Spring is, well, springing I guess.

It has been a very full start to the year so far.

After months of stress about giving a talk, GDC 2018 has come and gone. People tell me the talk was a success, so that's really nice because, man, I was nervous. My memories of the whole thing are hazy, but it felt especially good at the Monday session - That was for the Narrative Summit so we had a great crowd that was at GDC specifically for that kind of narrative-focused talk. Should be getting the video from that within the next week or so, which will be fun to see and share with the rest of the Internet At Large.

GDC was such a funny experience. It was my first one I've attended (I know, weird) and it was nuts to go to restaurants and hear nothing but game-related conversations. I was hit really hard by imposter syndrome the whole time - Especially when talking to students or young people who wanted to know more about "breaking in" to the industry. This year marks my 7th year as a professional writer, but only the last 4.5-ish years have spent writing video games... and all of that experience has been exclusively at Telltale, so I don't feel like I've had the kind of "career" that the folks I look up to have had.

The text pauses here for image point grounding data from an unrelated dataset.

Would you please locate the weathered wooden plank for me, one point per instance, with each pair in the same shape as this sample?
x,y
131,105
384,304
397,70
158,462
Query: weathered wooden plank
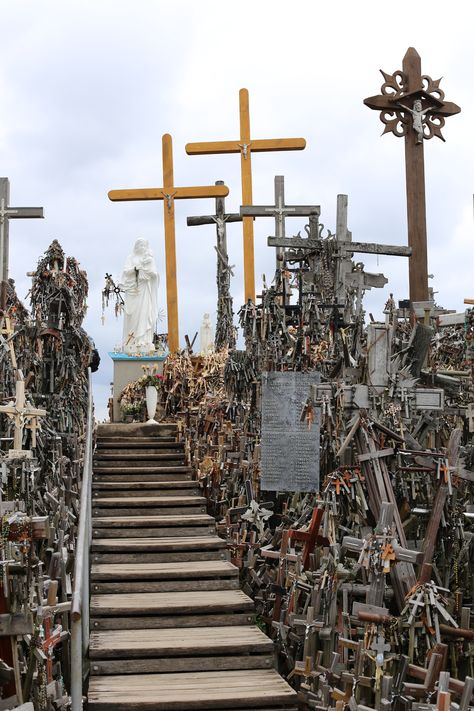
x,y
165,586
166,603
164,571
163,692
164,621
178,642
158,544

It doesn't help that the video game industry is changing so rapidly. Like store-bought guacamole that turns brown before you get it home, it feels like my advice or knowledge is out of date in the time it takes me to say it. The in-roads and paths into the industry are shifting constantly and it seems like no one "breaks in" in the same way twice. It reminds me of how I recently heard that more and more kids in school are declaring "Twitch streamer" as their dream jobs - Twitch didn't even exist a few years ago, who knows if it'll still be around by the time they graduate.

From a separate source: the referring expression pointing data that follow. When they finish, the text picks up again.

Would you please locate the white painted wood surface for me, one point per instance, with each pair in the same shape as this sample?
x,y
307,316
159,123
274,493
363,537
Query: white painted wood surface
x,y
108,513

Just like the people streaming things on Twitch had no idea a few years ago that's what they'd be doing professionally, most of the people I know in the game industry kind of fell into it by accident. I think that's where a lot of my imposter syndrome takes root. I talk to these 17-, 18-, 20-year olds who want to be in the video game industry - who want to go from where they are to where I am - and I don't know how to draw that map for them because I was never a 17-, 18-, 20-year old trying to get into games. When I was those ages, I was trying to figure out how to make a living writing cartoons. My time in the career industry has been mostly spent trying to rapidly learn as much as possible, as fast as possible.

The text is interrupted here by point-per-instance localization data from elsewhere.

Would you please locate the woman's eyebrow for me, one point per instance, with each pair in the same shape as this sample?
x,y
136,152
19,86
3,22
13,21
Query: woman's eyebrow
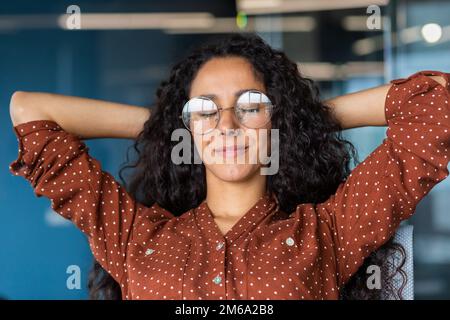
x,y
236,94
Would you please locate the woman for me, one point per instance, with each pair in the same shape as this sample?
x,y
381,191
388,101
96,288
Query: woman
x,y
225,230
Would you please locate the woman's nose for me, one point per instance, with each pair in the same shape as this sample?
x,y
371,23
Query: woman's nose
x,y
227,120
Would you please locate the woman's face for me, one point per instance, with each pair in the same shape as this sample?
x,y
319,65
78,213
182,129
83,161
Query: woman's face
x,y
231,151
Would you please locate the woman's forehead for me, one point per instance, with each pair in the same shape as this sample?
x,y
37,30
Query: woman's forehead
x,y
225,77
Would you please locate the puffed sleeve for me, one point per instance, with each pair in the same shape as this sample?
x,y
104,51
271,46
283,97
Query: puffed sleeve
x,y
59,167
386,187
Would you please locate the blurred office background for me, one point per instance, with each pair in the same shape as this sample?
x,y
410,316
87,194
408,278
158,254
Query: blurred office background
x,y
123,59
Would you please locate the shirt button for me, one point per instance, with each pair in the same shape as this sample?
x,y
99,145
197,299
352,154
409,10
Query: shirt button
x,y
219,246
290,242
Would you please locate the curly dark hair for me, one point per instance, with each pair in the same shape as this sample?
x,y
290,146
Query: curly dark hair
x,y
314,157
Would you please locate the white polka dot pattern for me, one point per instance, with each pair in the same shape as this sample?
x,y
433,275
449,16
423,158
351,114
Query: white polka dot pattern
x,y
268,254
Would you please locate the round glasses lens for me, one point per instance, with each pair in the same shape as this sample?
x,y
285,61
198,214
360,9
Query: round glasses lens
x,y
254,109
200,115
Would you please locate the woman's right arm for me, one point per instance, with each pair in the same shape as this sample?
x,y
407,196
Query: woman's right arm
x,y
56,162
86,118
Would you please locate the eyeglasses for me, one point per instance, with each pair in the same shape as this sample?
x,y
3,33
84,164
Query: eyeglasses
x,y
201,115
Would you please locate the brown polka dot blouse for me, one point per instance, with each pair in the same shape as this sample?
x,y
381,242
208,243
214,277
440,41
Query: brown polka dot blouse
x,y
307,254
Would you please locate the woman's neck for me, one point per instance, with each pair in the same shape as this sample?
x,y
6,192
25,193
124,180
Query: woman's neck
x,y
233,199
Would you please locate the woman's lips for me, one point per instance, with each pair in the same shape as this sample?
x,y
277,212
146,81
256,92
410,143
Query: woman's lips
x,y
231,150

That's been especially true lately. In the last 4.5 years at Telltale I've helped write and make a very particular kind of content. Gotten pretty good at it too, if I do say so myself. Over the 6 or 7 projects I worked on we pushed and pulled the format a little bit, but were never allowed to move too far away from the core "Telltale Formula." For this latest project though? I'm not gonna say we're throwing out the entire playbook, but we are throwing out a LOT of preconceptions and "rules" that have accumulated at TTG over the last half-decade. It's super exciting, but also pretty stressful trying to ingest so much new knowledge (both technical and game-design-philosophical) so rapidly. That's all I'm going to say on the matter for now because I don't want to get in trouble... but I'm excited to share it with the world eventually.

Also under the category of "exciting... but stressful" is a certain big day I have coming up in June. I knew that planning a wedding would be a lot to take on, but I seriously underestimated just how much stress it would introduce into my life. The big things you hear about ("We need a venue!" "We need a caterer!" "Everything's so expensive!") and I had thus been prepared for them by a lifetime of watching movies and sitcoms. What I hadn't been prepared for were the million and one smaller things that threaten to fall through the cracks every day: "What will my groomsmen wear?" "What kind of wedding band do you want?" "What will the dessert sit on?" "Where will we find the frames to make chalkboard signs showing guests the schedule?" Molly has been utterly amazing in having a vision for how she wants this thing to look, but I'm trying to hold up as much as I can on my end too... definitely tough but I think we're keeping it together. (I've also got my fingers crossed that a few things come through that help pay for the dang thing.)

So... yeah that's my 2018 so far in a nutshell. Thought it would be fun to write some of this up as winter comes to a close and we move into summer. Self-indulgent? Sure. But you're the one that came to a website with an address of [myname] dot com. If you're still here, thanks for reading.